I don't think this is enough, the output is a lot different from the lsof
output (much lower, even excluding socket connections), i think at the very least it should look into the /proc/<pid>/task/<taskid>/fd
directories as well, or it's missing file descriptors opened by threads. I'm no unix expert though, and the lsof
sourcecode is a lot more complex than the code that was included in the linked PR, as far as i can tell, instead of using directory listing, it directly links against kernel interfaces, so i'm not sure how to compare both results, but i think the current code in there is incomplete.
Based on the information I'm reading in lsof(8)
and the data I've collected on systems, I don't think container_sockets
is returning the correct result. It's marked as a GAUGE
but the data makes it look like a COUNTER
.
The lsof manpage mentions a few more states that would clarify the metric
-iTCP -sTCP:LISTEN Or, for example, to list network files with all UDP states except Idle, use: -iUDP -sUDP:Idle State names vary with UNIX dialects, so it's not possible to provide a complete list. Some common TCP state names are: CLOSED, IDLE, BOUND, LISTEN, ESTABLISHED, SYN_SENT, SYN_RCDV, ESTABLISHED, CLOSE_WAIT, FIN_WAIT1, CLOSING, LAST_ACK, FIN_WAIT_2, and TIME_WAIT. Two common UDP state names are Unbound and Idle.
This makes me wonder if there's additional information, or another place to look for the actual lifecycle state of the socket.

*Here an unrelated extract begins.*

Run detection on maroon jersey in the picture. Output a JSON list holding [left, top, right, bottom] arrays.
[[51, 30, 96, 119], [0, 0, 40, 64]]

This could be incorporated into the current implementation at https://github.com/google/cadvisor/blob/master/container/libcontainer/handler.go#L281
Coming back to say that I was wrong. I am observing that container_sockets
is both rising and falling. So it is not strictly a COUNTER
. I need to do additional research to validate the numbers it is returning.
This can be achieved through below steps 1) Get all the process ids' listed in cgroups.procs for each container 2) For each id in the above list get the FD's count from "/proc/pid/fd" and sum them across iterations. 3) Store this in ContainerStats.